Można spotkać się poglądem, że w przypadku samochodów nowych lub o niewielkim jeszcze przebiegu, nie ma potrzeby regularnego zaglądania pod maskę pomiędzy przeglądami okresowymi. Jest to zdecydowanie mylne przekonanie, na dodatek z takiego właśnie, beztroskiego podejścia biorą się mity o nietrwałych współczesnych samochodach. Na przykład opinia, że trwałość łańcuchowych napędów rozrządu nowoczesnych silników jest nie większa niż napędów paskowych, których wymiana jest zdecydowanie tańsza.

Najsłabsze ogniwo

Prawda jest tymczasem taka, że metalowy łańcuch będzie pracował o wiele dłużej  niż najlepszy nawet pasek wykonany włókien najnowszej generacji, o ile tylko silnik będzie właściwie serwisowany. To nie łańcuch jest bowiem najsłabszym ogniwem napędu rozrządu. – Sprawność układu rozrządu zależy od hydraulicznego napinacza, którego zadaniem jest utrzymanie stałego optymalnego naciągu łańcucha, niezależnie od jego temperatury (a łańcuch rozgrzewa się do ponad 100 stopni!) i obciążenia silnika (np. podczas intensywnego hamowania silnikiem lub gwałtownej zmiany przełożeń). Warunkiem poprawnej pracy napinacza jest odpowiednie ciśnienie oleju, a to z kolei zależy i od poziomu, i od jakości oleju – tłumaczy Tomasz Ochman z firmy SKF.

Regularna kontrola

Mimo, że czynność sprawdzania poziomu oleju w silniku demonstrowana jest nawet podczas kursu na prawo jazdy, kierowcy niezbyt chętnie zaglądają pod maskę auta. Są bowiem przekonani, że tylko stare konstrukcyjnie i wyeksploatowane silniki zużywają olej. Tymczasem nowoczesne, wysilone jednostki napędowe, w których dla obniżenia strat mocy związanych z tarciem stosowany jest olej o niskiej lepkości, także potrafią spalać olej i wymagają jego uzupełniania. Dodatkowo, o ile zakres pomiarowy między „min” a „max” na miarce oleju zwykle odpowiada około 1 litrowi oleju w układzie smarowania silnika, o tyle dla optymalnej pracy hydraulicznego napinacza łańcucha rozrządu, właściwy zakres poziomu oleju jest znacznie węższy. Dlatego kontrola poziomu oleju przynajmniej raz w miesiącu jest konieczna. A jeśli już się ją wykonuje, nie należy popełniać starych błędów – poziom sprawdzamy 2-3 minuty po wyłączeniu silnika rozgrzanego do temperatury roboczej, a nie przed jazdą.

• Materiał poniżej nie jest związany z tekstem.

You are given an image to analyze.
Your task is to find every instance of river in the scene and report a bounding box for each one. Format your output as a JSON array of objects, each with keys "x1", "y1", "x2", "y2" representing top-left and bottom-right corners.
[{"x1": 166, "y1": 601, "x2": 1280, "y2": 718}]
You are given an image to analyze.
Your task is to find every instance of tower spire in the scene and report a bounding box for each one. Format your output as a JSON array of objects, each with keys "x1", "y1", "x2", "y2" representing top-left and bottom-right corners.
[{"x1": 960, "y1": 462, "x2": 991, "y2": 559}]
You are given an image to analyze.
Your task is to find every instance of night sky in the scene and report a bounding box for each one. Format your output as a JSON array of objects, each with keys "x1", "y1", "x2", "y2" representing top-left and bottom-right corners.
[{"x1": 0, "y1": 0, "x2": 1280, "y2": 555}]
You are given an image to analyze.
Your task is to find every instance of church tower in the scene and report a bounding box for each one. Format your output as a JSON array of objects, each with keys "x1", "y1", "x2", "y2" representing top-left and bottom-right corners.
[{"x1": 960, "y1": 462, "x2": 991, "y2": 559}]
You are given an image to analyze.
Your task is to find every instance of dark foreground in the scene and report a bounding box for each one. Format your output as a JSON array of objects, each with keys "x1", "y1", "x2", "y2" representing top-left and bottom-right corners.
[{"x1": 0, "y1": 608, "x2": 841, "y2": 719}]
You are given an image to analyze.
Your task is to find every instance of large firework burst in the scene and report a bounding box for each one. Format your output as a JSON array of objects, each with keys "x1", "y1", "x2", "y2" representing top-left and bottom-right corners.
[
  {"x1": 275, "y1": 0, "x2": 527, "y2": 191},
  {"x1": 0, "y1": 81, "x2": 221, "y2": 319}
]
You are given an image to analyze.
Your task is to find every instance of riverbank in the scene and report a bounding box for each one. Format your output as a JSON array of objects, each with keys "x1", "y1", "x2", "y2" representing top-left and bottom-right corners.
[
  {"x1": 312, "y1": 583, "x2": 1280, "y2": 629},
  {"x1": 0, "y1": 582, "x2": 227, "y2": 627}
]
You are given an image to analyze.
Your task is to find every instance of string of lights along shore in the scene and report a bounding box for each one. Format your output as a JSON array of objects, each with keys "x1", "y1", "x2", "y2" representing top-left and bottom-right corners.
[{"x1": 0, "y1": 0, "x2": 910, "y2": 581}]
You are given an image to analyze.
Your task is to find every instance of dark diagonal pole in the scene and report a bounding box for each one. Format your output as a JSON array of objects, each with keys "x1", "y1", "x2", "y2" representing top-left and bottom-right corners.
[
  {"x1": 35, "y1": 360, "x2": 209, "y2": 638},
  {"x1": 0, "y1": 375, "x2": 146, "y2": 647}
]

W mieście czy poza miastem

Badania rynkowe potwierdzają, że kierowcy zwracają uwagę na jakość oleju przy jego zakupie, ale zapominają o niej zaraz po tym, jak olej znajdzie się w silniku. Tymczasem w zależności od sposobu użytkowania auta, olej może degradować się znacznie szybciej niż przewiduje to producent samochodu. Przykładowo, dopuszczenie możliwości wymiany oleju co dwa lata lub co 30 tys. km przebiegu sprawdza się tylko w przypadku samochodów sprawnych i eksploatowanych głównie na dłuższych trasach. Silnik pracuje wtedy w korzystnych warunkach.

Zupełnie inaczej jest, gdy te 30 tys. km samochód pokonuje głównie w ruchu miejskim, regularnie stojąc w korkach. W tym przypadku silnik będzie często niedostatecznie rozgrzany, a właściwości oleju będą pogarszać zanieczyszczenia w postaci skraplającej się wody i paliwa przenikającego z komór spalania. Oczywiście, każdy olej ma tolerancję na takie zanieczyszczenia, jednak eksploatując auto w trybie „dom-praca-dom” warto częściej dokonywać przeglądów okresowych i wymiany oleju, ponieważ pozwoli to utrzymać w lepszym stanie wrażliwe komponenty silnika, takie jak łańcuchowy układ rozrządu czy turbosprężarka.